AstroGrid is the UK’s VO project, and they released their software this week at the UK National Astronomy Meeting, just ended at Queen’s University Belfast. (There was an excellent group blog set up for the event, with especially good coverage of the “Town Meeting” on the STFC Funding Crisis Situation, discussed here and elsewhere ad nauseum before.) You can download the AstroGrid desktop java application, which gives access to data worldwide, and tools to visualize and manipulate that data. Most of the biggest surveys to date are online (SDSS, 2MASS, IPHAS, as well as images from the Hubble Space Telescope), as well as tools for viewing and manipulating images and energy spectra. There’s also an infrastructure for adding more tools, and for manipulating data using the Python language. Getting that infrastructure just right, so it will be accepted and adopted by curmudgeonly and conservative astronomers worldwide, from Europe and America to India, has of course proved the hardest part. If you are a professional astronomer, give AstroGrid a try.

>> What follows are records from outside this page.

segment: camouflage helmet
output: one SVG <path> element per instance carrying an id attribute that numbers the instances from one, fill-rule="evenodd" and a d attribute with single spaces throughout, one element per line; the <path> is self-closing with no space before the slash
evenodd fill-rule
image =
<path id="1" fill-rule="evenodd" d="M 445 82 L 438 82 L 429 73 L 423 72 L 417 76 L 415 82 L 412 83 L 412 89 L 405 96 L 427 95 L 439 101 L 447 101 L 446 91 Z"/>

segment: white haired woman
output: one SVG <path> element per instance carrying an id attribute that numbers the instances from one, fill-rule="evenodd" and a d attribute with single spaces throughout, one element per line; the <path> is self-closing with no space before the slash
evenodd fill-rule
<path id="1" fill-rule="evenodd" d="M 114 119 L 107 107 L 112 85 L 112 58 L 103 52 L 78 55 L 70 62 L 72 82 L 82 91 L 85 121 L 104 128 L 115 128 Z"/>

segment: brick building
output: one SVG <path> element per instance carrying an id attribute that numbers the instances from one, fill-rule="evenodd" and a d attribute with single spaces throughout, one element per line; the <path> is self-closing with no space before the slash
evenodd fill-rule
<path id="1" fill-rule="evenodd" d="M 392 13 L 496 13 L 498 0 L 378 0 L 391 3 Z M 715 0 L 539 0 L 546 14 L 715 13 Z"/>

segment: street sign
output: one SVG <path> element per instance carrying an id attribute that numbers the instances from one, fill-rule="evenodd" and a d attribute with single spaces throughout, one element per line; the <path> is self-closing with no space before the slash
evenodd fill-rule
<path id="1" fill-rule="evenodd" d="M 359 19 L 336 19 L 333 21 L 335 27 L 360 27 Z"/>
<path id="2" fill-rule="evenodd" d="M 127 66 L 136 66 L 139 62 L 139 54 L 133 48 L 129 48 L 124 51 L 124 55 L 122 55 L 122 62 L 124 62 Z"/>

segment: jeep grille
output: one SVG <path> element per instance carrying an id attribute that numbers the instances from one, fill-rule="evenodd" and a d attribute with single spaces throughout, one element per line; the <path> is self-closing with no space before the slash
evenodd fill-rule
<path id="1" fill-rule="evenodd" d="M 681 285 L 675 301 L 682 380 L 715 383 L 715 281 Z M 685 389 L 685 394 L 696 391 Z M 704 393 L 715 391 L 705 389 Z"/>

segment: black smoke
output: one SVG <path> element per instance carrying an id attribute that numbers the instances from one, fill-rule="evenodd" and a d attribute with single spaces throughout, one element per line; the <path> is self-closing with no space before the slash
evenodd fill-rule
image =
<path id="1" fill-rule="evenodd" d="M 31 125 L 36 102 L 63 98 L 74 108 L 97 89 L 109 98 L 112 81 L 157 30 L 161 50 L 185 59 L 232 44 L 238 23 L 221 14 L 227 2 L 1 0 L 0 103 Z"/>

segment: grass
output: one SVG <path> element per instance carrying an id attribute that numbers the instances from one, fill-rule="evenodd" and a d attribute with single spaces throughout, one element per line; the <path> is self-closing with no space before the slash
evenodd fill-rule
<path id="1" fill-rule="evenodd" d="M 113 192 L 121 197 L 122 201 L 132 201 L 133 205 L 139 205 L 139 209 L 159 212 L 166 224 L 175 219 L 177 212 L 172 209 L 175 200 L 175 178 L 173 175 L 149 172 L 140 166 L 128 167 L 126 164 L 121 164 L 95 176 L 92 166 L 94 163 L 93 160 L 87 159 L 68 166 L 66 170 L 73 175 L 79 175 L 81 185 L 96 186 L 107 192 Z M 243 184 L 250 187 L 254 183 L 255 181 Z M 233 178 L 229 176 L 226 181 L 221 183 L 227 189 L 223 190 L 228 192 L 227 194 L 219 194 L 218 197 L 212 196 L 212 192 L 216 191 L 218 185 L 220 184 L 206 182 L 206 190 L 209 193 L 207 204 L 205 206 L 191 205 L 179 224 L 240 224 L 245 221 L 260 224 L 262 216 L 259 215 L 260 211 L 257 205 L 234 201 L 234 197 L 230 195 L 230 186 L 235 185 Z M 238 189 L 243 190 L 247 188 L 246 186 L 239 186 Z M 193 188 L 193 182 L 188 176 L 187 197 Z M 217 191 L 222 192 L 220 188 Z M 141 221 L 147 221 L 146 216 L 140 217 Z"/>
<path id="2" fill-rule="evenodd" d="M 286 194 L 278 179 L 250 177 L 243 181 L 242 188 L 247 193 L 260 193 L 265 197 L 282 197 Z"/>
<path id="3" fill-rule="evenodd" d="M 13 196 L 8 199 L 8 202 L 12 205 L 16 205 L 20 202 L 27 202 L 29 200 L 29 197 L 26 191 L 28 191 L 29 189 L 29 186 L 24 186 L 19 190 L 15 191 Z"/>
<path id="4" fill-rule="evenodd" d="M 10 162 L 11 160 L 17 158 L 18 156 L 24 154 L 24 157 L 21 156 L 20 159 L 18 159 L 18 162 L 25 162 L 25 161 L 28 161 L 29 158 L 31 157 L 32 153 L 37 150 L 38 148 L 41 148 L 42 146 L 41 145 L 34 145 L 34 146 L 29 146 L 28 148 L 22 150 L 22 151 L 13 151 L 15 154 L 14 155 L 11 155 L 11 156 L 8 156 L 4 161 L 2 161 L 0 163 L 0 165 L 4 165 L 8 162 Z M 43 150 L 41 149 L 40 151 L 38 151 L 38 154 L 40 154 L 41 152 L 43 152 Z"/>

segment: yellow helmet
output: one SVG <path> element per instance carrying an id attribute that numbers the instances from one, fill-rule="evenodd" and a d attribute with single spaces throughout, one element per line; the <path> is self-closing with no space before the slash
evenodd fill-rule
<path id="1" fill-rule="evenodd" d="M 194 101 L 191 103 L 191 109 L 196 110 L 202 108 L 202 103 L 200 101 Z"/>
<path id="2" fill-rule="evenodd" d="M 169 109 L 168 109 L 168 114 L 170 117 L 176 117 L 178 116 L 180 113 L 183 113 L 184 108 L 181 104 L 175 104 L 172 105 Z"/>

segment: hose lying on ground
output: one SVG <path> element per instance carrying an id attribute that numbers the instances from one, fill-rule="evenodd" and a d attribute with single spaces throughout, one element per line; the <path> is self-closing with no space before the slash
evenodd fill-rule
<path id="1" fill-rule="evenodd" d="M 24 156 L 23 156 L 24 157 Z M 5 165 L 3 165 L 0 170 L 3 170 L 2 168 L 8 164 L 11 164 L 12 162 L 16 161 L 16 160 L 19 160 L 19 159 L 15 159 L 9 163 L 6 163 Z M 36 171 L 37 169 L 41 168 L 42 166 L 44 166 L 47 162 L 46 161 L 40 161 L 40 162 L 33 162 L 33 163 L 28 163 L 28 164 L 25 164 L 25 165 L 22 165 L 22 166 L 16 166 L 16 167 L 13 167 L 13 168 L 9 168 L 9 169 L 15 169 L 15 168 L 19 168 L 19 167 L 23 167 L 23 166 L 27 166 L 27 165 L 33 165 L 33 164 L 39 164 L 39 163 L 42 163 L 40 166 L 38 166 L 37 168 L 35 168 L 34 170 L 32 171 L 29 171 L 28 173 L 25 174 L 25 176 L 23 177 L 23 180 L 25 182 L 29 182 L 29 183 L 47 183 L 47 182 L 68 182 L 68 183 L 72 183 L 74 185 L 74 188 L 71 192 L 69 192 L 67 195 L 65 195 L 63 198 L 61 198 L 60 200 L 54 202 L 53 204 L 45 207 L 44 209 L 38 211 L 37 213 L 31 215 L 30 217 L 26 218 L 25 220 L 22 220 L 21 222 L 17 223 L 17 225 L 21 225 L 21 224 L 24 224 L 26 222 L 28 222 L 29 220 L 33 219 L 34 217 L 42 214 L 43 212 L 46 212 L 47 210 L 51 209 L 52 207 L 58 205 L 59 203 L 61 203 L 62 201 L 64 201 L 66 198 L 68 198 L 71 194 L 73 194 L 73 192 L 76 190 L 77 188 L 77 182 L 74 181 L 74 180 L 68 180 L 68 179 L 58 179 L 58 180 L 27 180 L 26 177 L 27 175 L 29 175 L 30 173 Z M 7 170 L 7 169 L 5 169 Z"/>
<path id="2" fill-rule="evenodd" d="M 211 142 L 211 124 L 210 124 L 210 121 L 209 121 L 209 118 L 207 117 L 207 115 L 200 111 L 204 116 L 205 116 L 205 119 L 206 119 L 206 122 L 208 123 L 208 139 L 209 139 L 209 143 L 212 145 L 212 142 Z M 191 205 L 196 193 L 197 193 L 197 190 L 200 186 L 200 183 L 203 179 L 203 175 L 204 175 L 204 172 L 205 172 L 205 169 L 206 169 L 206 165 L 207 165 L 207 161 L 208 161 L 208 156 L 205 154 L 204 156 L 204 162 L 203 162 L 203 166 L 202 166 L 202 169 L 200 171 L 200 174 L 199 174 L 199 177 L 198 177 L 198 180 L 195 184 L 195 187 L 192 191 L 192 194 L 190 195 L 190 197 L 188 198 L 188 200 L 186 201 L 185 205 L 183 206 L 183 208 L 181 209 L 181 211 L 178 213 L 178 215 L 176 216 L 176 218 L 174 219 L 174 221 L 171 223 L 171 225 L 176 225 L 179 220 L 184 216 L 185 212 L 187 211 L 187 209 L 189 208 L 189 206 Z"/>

(If you’re not a professional, a more user-friendly tool is Google Sky, available online or part of Google Earth, which also had some activity at NAM.)
I’ve spent the last couple of days at a meeting of the STFC Projects Peer Review Panel (PPRP). We evaluate all of the large project proposals (big telescopes, satellites, detectors for particle and nuclear physics) that are submitted to the funding council. Despite the still-unresolved crisis in STFC funding, projects are still being proposed, and some of them even funded. It was eye-opening being on the other side of the table for a change — although I can’t really talk about what we saw.
But the best part of the two days was the following quote which appeared on one of the slides:
“…and unexpected systematic errors are to be expected.”The beauty of this apparently paradoxical statement is that it’s true: no matter how clever we are in understanding our apparatus, experiments never quite work exactly as we predict, and the hardest part is trying to understand exactly how it’s gone wrong. Are those extra counts in our detector from cosmic rays? A badly-soldered connection? Interference from television? Or does it turn out to be a Nobel-prize-winning discovery of a cosmic background?
In an unexpectedly rational decision, STFC (UK astronomy’s funding council, if you haven’t been paying attention) and the board of the Gemini telescope, have come to some sort of agreement to reinstate UK observing time for the time being, with the further statement from Gemini that “The Board asks that the Chair and Designated Members, including the UK, meet face-to-face at the earliest opportunity to further discussion of possible continued UK involvement in Gemini.” (Via Andy Lawrence.)